If you’re a Requester using the API on Mechanical Turk to create a lot of HITs, here are some tips to help you make your API usage more efficient:
- Track the HITIds that come back from CreateHIT: we often see Requesters use GetReviewableHITs/SearchHITs (GetAllHITs in .net) to query which HITs they have in the system, and then do further operations on only a few of those HITs. These calls return a much larger volume of HITs – which you then have to sort through to find the HITs you’re looking for. Try using GetHIT with the HITId instead, and you’ll find it’s snappier.
- Dispose old HITs: many Requesters don’t explicitly dispose their HITs. While the system will eventually Auto-Dispose these HITs after 120 days of inactivity, letting them accumulate after you are done with them just increases the amount of data returned for your other calls like GetReviewableHITs/SearchHITs. As the data returned increases, the response to these calls will take longer. You should call DisposeHIT after you have approved or rejected the HIT and stored the Worker’s submission. This will reduce the un-actionable data returned in response to your API calls & improve performance.
- Use Larger Page Sizes: some of our APIs have pagination built in (e.g. GetReviewableHITs). When calling these paginated APIs, if the number of items is large, use larger page sizes (such as 100) rather than smaller sizes.
- Try Different Sort Properties: If you have large numbers of HITs in the system and are looping through them to find specific HITs near the end, you can try using different sort properties to bring HITs you are looking for to the front. Also consider enabling or disabling filtering by HitType.
- Use the Reviewing State: If you are processing a large batch of HITs, you can use the Reviewing state to reduce the amount of HITs returned in each call to GetReviewableHITs. Setting the status to Reviewing will allow you to filter for only new data that has been submitted in since your last call. A while back, we posted the lifecycle of a HIT that outlines the various states a HIT can be in – Reviewing is one of those helpful states that can help streamline your API usage.
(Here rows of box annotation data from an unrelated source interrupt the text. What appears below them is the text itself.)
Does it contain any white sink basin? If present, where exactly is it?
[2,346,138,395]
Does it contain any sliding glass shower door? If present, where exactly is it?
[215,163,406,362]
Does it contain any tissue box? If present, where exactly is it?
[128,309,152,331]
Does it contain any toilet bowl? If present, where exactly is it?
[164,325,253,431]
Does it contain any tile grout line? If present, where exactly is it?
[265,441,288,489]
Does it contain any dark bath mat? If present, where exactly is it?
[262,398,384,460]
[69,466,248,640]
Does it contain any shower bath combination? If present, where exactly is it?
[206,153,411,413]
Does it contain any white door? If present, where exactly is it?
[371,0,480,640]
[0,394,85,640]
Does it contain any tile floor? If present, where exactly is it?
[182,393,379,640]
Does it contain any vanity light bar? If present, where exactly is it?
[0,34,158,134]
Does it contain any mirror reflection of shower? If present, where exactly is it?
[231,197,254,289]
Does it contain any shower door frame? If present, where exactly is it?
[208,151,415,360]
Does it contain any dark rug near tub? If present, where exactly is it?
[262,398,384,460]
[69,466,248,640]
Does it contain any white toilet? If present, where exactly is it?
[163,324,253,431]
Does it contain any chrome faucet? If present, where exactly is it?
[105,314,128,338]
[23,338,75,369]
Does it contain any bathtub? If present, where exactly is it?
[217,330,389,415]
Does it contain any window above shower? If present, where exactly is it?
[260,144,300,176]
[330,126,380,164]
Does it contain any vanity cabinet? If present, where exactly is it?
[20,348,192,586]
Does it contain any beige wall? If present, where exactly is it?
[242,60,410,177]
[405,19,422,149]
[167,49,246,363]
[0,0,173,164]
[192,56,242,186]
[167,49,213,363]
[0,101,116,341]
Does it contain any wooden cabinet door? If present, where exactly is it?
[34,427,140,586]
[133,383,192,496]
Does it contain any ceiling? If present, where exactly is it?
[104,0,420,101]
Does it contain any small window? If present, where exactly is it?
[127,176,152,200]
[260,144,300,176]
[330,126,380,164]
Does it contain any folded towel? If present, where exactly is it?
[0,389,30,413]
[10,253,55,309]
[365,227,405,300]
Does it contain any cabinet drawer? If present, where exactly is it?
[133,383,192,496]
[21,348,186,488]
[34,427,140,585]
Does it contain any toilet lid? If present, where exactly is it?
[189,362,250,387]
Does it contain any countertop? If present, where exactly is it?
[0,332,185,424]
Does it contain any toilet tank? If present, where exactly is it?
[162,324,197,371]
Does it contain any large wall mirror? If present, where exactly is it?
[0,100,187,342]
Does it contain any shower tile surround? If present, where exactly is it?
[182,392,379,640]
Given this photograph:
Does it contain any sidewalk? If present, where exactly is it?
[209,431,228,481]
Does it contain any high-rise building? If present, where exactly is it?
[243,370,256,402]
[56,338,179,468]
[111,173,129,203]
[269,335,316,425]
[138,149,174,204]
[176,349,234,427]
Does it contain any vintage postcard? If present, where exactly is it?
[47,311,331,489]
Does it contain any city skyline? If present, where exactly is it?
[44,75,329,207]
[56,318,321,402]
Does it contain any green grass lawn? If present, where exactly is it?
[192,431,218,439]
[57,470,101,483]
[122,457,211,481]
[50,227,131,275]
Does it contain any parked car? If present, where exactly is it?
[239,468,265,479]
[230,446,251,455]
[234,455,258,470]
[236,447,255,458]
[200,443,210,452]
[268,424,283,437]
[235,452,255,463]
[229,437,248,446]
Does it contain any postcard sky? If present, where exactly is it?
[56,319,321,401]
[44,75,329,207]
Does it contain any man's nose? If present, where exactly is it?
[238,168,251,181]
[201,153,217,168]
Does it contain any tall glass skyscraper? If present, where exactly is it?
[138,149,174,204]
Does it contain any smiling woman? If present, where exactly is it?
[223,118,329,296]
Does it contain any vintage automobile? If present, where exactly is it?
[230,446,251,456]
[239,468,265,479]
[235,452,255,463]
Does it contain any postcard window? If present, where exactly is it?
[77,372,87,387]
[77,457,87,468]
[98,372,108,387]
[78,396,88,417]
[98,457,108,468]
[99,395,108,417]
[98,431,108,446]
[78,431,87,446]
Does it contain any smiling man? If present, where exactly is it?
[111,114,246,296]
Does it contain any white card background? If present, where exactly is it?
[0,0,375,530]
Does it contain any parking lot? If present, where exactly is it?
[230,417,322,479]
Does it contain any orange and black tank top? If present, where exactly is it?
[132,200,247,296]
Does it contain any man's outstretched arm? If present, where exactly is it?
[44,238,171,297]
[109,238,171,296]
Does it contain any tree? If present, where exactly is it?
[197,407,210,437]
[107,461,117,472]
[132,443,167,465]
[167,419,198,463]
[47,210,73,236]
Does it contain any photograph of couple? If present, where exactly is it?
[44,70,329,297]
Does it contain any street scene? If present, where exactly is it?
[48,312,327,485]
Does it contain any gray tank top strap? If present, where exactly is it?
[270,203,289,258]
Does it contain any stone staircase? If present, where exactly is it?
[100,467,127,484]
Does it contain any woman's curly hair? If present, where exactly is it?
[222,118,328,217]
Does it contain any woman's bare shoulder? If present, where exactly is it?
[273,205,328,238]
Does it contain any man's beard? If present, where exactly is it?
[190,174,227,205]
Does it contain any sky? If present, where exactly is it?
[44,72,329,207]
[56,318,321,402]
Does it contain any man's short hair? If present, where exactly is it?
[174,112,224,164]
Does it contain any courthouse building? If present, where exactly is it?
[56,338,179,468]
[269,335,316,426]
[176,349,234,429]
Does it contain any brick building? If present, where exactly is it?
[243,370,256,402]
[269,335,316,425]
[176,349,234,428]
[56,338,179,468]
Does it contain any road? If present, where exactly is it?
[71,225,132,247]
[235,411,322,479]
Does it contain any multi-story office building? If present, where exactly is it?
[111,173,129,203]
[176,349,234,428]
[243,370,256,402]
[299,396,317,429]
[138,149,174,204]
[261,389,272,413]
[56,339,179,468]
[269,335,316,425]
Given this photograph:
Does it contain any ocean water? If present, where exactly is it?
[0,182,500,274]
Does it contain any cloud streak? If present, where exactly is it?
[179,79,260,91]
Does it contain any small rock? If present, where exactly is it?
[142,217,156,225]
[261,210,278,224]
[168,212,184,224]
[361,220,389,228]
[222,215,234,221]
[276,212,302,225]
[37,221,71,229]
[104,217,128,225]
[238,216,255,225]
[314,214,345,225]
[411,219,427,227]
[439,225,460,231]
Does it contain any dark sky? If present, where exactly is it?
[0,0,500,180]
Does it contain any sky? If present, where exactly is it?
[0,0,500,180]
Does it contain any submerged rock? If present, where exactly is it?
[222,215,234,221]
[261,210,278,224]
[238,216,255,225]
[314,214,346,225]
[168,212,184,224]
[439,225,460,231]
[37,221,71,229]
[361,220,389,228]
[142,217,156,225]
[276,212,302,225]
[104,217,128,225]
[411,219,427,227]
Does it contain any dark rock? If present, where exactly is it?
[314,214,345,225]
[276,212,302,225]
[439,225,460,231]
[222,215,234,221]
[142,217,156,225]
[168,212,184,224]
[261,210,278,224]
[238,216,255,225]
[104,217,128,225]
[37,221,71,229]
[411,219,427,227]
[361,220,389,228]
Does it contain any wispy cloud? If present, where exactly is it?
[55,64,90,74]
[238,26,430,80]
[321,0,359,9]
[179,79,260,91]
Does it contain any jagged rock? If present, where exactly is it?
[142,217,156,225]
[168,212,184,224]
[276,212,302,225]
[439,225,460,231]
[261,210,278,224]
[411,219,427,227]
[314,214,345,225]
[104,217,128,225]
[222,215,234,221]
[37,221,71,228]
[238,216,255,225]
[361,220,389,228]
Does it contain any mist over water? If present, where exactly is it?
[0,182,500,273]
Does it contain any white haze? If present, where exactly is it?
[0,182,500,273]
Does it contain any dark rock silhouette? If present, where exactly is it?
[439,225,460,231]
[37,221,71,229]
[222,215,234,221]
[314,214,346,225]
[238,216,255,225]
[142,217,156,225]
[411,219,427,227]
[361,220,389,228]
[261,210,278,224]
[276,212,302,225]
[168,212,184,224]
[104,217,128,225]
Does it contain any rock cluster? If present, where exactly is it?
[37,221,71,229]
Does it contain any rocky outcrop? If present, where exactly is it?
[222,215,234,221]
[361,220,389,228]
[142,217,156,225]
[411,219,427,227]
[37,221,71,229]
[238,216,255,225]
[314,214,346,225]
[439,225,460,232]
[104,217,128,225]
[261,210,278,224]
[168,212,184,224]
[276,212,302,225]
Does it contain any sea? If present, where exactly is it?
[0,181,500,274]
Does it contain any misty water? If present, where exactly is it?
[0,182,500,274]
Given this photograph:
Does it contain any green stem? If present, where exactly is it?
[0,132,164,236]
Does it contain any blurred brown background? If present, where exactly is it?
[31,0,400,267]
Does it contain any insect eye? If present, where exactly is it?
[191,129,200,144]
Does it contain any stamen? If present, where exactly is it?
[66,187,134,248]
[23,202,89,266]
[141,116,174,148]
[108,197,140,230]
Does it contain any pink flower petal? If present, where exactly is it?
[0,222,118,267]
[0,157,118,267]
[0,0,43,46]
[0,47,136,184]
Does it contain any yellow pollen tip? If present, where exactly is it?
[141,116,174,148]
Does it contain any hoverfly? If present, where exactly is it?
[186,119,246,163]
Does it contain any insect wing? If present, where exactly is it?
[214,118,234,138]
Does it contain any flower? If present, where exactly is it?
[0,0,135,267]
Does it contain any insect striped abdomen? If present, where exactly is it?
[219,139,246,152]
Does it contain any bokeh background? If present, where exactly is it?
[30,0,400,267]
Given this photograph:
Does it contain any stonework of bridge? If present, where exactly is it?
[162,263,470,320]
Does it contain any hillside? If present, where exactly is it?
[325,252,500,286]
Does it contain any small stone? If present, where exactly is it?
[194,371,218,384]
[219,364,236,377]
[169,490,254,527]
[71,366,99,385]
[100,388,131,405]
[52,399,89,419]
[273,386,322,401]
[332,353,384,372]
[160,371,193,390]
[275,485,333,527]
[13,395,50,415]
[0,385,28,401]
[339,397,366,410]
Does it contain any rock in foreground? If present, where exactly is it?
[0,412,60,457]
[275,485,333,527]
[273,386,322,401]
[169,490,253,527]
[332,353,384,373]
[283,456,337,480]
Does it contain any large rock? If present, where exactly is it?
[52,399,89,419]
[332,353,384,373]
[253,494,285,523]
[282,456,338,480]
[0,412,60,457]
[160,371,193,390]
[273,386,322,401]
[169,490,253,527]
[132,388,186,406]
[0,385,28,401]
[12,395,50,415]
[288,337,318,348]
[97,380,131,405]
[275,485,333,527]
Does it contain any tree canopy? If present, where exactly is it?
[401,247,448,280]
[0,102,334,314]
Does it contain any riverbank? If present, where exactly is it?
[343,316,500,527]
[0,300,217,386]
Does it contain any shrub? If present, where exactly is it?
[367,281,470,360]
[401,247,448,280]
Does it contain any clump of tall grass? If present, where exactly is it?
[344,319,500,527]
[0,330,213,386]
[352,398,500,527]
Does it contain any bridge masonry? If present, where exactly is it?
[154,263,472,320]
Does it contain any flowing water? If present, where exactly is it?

- Use just a few threads: Requesters with steady activity with a limited number of client threads can get large amounts of work done. Increasing the number of threads does not always help, and too many threads can actually slow you down as your threads will be competing with each other. There is no single ‘optimal’ setting for a Requester – experiment with your settings to find your sweet spot.
- Manage your concurrency: bursts of activity on the same API are more likely to see errors associated with capacity or concurrency. Reducing ‘bursts’ in your calls should reduce error rates as well.